Büyük şehirlerde yaşayan ve bu kadar teknoloji içinde bu kadar kısıtlı bir iletişime sahip olan insanlar artık maalesef hiçbir şey yapmadan ya da bir destek almadan mutlu ve huzurlu hissedemiyor. Çünkü insanın sadece yaşamda olduğu için keyif alması ve yaşamın coşkusunu hissetmesi için doğa ile daha sıkı bir bağı olmalı. Doğadan beslenmesi, doğanın döngüleri ile dengelenmesi ve doğanın ihtişamı karşısında ruhunun huzur bulması… Ama bunlar pek çoğumuz için sadece tatlı romantik kelimeler olarak kalıyor. Adının illa yoga olması gerekmiyor, egzersiz yapamıyorsak bedeni fiziken hareket ettiren herhangi bir şey, örneğin yürüyüş, ormanda gezinti, yüzmek, koşmak bence ilk şart. Doğa ile bağ kurmak zaten kök çakranın da daha güçlü olmasını sağlıyor.

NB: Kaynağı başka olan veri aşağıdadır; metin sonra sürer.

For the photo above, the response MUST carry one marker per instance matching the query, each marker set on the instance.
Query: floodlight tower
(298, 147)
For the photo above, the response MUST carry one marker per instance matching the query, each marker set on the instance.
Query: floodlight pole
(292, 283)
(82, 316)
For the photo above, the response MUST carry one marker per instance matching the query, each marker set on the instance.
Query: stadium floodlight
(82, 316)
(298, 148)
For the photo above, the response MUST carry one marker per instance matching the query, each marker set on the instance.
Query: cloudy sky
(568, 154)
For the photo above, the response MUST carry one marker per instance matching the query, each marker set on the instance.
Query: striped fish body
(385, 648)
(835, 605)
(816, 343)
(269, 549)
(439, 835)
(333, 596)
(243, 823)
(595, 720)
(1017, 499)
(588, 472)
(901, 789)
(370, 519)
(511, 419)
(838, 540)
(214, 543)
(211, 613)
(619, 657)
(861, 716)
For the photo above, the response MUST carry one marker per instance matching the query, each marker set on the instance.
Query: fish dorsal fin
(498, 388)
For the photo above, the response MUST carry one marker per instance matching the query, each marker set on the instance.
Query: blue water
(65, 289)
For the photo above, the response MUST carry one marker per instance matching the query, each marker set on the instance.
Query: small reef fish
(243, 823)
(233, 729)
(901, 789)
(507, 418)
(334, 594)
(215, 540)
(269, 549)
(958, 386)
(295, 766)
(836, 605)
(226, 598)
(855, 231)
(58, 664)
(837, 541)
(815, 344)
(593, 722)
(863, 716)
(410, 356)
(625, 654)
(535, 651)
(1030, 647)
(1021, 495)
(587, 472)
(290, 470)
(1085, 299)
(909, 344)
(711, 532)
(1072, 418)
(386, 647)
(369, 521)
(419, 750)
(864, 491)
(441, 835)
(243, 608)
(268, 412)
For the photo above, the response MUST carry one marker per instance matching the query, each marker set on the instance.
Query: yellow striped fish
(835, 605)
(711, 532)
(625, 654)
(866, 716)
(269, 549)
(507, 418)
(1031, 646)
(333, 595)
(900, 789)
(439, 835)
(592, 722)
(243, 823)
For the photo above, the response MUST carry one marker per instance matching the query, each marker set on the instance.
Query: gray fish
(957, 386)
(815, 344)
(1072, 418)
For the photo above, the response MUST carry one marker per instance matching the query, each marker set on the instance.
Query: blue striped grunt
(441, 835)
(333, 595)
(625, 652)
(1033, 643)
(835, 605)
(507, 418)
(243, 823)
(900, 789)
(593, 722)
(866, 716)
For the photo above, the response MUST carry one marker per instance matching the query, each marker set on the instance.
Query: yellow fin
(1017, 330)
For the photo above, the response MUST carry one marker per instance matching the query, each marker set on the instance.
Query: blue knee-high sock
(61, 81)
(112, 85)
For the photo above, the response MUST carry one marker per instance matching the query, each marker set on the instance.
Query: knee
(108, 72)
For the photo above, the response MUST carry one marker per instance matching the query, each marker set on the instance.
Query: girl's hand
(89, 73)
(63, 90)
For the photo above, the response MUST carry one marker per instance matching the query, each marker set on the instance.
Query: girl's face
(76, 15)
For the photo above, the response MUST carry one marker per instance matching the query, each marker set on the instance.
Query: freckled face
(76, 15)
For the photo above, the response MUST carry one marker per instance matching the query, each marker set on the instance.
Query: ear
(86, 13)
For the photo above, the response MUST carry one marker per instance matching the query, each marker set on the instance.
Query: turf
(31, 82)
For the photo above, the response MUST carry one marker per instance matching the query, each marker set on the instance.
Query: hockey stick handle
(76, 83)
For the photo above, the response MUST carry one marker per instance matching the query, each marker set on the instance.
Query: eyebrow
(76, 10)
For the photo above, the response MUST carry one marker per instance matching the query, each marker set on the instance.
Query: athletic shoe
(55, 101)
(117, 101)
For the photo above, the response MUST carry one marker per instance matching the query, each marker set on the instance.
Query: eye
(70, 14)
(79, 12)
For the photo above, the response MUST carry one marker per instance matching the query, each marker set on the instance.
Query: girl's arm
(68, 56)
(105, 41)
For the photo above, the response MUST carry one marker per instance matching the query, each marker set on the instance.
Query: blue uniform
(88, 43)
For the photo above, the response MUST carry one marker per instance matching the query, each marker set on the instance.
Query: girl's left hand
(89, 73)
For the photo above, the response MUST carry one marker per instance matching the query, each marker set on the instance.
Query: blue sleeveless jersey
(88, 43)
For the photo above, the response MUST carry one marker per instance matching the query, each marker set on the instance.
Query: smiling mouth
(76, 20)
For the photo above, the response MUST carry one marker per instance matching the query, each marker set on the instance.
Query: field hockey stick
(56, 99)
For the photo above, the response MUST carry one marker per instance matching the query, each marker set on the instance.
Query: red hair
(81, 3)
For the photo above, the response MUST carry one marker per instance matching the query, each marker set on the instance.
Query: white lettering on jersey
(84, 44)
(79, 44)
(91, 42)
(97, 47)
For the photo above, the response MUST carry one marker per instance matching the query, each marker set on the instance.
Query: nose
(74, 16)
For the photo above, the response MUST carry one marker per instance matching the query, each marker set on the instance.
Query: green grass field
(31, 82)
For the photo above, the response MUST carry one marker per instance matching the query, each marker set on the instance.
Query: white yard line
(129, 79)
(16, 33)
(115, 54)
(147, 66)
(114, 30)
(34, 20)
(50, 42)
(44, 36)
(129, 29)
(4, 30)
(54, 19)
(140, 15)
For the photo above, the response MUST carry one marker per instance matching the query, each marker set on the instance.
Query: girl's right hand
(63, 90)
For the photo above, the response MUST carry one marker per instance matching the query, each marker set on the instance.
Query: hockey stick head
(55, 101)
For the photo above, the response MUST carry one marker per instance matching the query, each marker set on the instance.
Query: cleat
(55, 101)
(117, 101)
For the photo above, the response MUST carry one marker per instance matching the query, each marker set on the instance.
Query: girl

“SUÇLULUK DUYMADAN KEYİF ALABİLİRİM”

Eğitimlere gelemiyorsunuz ama kendi hayatınızda yapabileceğiniz en önemli şey; sevgi dolu bir ortamda olmak, sevdiğiniz insanlarla birlikte olmak ve en ufak güzelliklerin bile ne kadar kıymetli olduğunu fark etmek ve şükretmek, bence insanı bu yaşama bağlayan en önemli şeyler. Bu olduğunda zaten bedeninle de daha yakın bir ilişkin oluyor. Bedeninle daha yakın bir ilişkin olduğunda onun ihtiyaçlarını anlayıp verebildiğinde, duygularınla da daha iyi bağ kuruyorsun. Bu senin kök çakran, 1’inci çakra. Ne hissediyorum, ne istiyorum, ne istemiyorum bunları iyi belirlediğinde zaten 2’nci çakranı da çalıştırmış oluyorsun. Öz değer algın değişiyor. Hissetmeye ve keyif almaya suçluluk duymadan hakkım var diyebiliyorsun. İstek ve arzularını bastırmadan ifade edebiliyorsun. Bunu yapamadığında bastırılmış bu arzular, birer gölge olarak seni yaşamında takip ediyor. İstemediğin şeye hayır diyebilme gücü ya da istediğin şeye evet diyebilme gücü, kendi alanında merkezinde sağlam adımlarla dengede kalabilme gücü de bu yaşamda sağlıklı bir ben demeni sağlıyor ve bu da senin 3’üncü çakran.

“BİR TOHUMUN İÇİNDEKİ AĞAÇSIN”

Zaten bedenle iletişim içinde duyguların ve ihtiyaçlarını fark ederek, gücünü korkudan öfkeden değil dengeden bulduğunda, artık ben diyebildiğinde, öteki ile bağ kurabiliyorsun. Eşit bir yerden, almaverme dengesi içinde, ondan senin duygusal ihtiyaçlarını bir çocuk gibi karşılamasını beklemeden. ya da kendi öz değerini sana dışardan vermesini beklemeden. Sosyal olarak bağ kurmak da 4’üncü çakrada oluşuyor. Sen sağlam bir benlik algısı ile yine başka biri ile bağ kuruyorsun. Bu bağ kurulduğunda ise, sağlıklı bir iletişime geçebiliyorsun. Dinlemeyi ve ifade etmeyi öğreniyorsun. Dünyadan aldığın şeyleri kendi sisteminden ve yaratıcılığından geçirip yine dünyaya geri vermeye başlıyorsun. Burası artık dünyaya ve başkalarına da hizmet sunduğun yer; boğaz çakran (5’inci çakra). Sonrası zaten daha üst bir alanla iletişime geçmek. Algılar, imgeler, rüyalar ve Yaradan’la bağ içinde olmak (6 ve 7’inci çakralar) Asıl en üst aşama ve geleceğimiz yer de burası oluyor. İster yaşam de, ister enerji de, ister tanrı, ister Allah; eninde sonunda bu yaşama geldiğimiz yer orası ve bu yaşam aracılığı ile bağ kurmak istediğimiz yer. İlk başta da söylemiştim; bir tohumun içindeki ağaç olduğunu anladığında, okyanusun içindeki damla, damladaki okyanus olduğunu anladığında ayrım kalmıyor artık. Ruhun büyük ruhla birleşiyor. Bana göre çakralar bu yolculuğa erişmekte önümüze sunulmuş binlerce en keyifli araçlardan biri.